Als Verfahrensfehler i.S.d. § 132 Abs. 2 Nr. 3 VwGO macht die Beschwerde geltend, das Berufungsgericht habe nicht alle verfügbaren Erkenntnisquellen ausgeschöpft, insbesondere die Auskunft des Auswärtigen Amtes an das Verwaltungsgericht München vom 12. Januar 1999 nicht herangezogen (Beschwerdebegründung S. 2 f.). Damit ist das Vorliegen eines Verfahrensfehlers nicht ausreichend dargelegt.

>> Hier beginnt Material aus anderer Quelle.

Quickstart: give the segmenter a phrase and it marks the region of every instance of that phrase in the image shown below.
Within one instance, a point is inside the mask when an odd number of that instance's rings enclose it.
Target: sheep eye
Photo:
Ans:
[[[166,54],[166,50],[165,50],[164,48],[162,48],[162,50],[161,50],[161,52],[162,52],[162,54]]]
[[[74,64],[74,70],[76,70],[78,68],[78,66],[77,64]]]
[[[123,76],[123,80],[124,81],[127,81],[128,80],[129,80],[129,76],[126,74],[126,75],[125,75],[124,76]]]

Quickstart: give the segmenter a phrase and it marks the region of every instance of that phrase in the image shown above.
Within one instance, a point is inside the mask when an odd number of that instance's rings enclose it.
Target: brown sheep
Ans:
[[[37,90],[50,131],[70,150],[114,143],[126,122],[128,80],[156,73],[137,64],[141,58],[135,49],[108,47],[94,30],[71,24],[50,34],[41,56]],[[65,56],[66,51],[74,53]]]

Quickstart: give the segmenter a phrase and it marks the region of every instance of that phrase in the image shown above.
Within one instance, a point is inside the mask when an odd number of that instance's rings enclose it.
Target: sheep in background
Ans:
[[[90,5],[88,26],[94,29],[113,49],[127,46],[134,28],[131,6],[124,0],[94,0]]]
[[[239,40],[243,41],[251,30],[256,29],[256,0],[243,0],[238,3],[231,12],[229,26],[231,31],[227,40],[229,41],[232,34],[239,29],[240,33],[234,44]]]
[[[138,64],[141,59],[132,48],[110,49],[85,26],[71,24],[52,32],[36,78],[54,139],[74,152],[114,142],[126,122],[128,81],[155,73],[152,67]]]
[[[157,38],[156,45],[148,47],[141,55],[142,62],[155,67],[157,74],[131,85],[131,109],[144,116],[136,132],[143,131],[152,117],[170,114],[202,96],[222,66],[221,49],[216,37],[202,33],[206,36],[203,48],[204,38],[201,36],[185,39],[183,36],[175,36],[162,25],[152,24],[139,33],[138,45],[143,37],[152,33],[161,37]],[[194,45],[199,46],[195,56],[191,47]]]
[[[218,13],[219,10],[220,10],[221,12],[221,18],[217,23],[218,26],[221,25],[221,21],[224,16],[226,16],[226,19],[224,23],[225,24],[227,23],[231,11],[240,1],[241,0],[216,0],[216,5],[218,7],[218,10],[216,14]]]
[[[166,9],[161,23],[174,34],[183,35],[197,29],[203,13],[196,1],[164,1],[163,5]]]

Abgesehen davon, daß die Beschwerde nicht vorträgt, daß und inwiefern diese Auskunft Erkenntnisse enthält, die über den vom Berufungsgericht verwerteten Lagebericht des Auswärtigen Amtes vom 22. Dezember 1998 hinausgehen, führt sie auch nicht aus, aus welchen Gründen sich dem Berufungsgericht die Heranziehung dieser Auskunft hätte aufdrängen müssen. Daß ein entsprechender Antrag gestellt worden ist, macht die Beschwerde nicht geltend. Auch aus den Gerichtsakten ergeben sich dafür keine Anhaltspunkte. Ein Gericht verletzt aber seine Pflicht zur erschöpfenden Aufklärung des Sachverhalts grundsätzlich dann nicht, wenn es von einer sich nicht aufdrängenden Beweiserhebung absieht, die eine durch einen Rechtsanwalt vertretene Partei nicht ausdrücklich beantragt hat. Eine Verletzung des Grundsatzes der freien Beweiswürdigung (§ 108 Abs. 1 VwGO) ist nicht schlüssig dargelegt.

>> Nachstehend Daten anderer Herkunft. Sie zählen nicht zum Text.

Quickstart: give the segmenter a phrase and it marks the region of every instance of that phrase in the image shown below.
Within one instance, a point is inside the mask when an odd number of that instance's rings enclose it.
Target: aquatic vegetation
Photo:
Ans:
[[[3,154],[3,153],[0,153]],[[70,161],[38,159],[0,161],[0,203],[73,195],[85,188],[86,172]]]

Als verfahrensfehlerhaft rügt die Beschwerde ferner, daß das Berufungsgericht "auf den Beweisantrag vom 9. April 1999 hin nicht vorab gemäß § 86 Abs. 2 VwGO auf die konkrete, fallbezogene Aufrechterhaltung der Absicht einer Entscheidung im Verfahren nach § 130 a VwGO hingewiesen" habe (Beschwerdebegründung S. 3). Auch damit ist ein Verfahrensmangel, insbesondere
eine Verletzung des rechtlichen Gehörs nicht aufgezeigt. Das Berufungsgericht hat, wie dies der Prozeßbevollmächtigte der Kläger in seinem Schriftsatz beantragt hat, die Auskunft von amnesty international vom 12. Januar 1999 ausweislich der Gerichtsakten beigezogen und in seiner Entscheidung verwertet (BA S. 6). Es ist damit dem Beweisbegehren nachgekommen. Inwiefern sich bei dieser Sachlage im Hinblick auf § 86 Abs. 2 VwGO die Notwendigkeit einer erneuten Anhörung ergeben soll, legt die Beschwerde nicht dar. Im übrigen hätte das Berufungsgericht auch deshalb von einer weiteren Anhörung absehen können, weil das unter Beweis gestellte Vorbringen der Kläger aus seiner Sicht nicht entscheidungserheblich war (vgl. hierzu Bundesverwaltungsgericht, Beschluß vom 18. Juni 1996 - BVerwG 9 B 140.96 - Buchholz 310 § 130 a VwGO Nr. 16 = BayVBl 1997, 253 m.w.N.). Das Berufungsgericht hat die Behauptung der Kläger in ihrem Beweisantrag vom 9. April 1999, der Kläger zu 1 sei Bakongo und Mitglieder dieser Volksgruppe seien grundsätzlich dem Verdacht ausgesetzt, die UNITA in ihrem Kampf gegen die Regierung zu unterstützen, als wahr unterstellt (Beschlußabdruck S. 6) und deshalb nicht für entscheidungserheblich erachtet.
Die Kostenentscheidung beruht auf § 154 Abs. 2 VwGO. Gerichtskosten werden gemäß § 83 b Abs. 1 AsylVfG nicht erhoben. Der Gegenstandswert ergibt sich aus § 83 b Abs. 2 AsylVfG.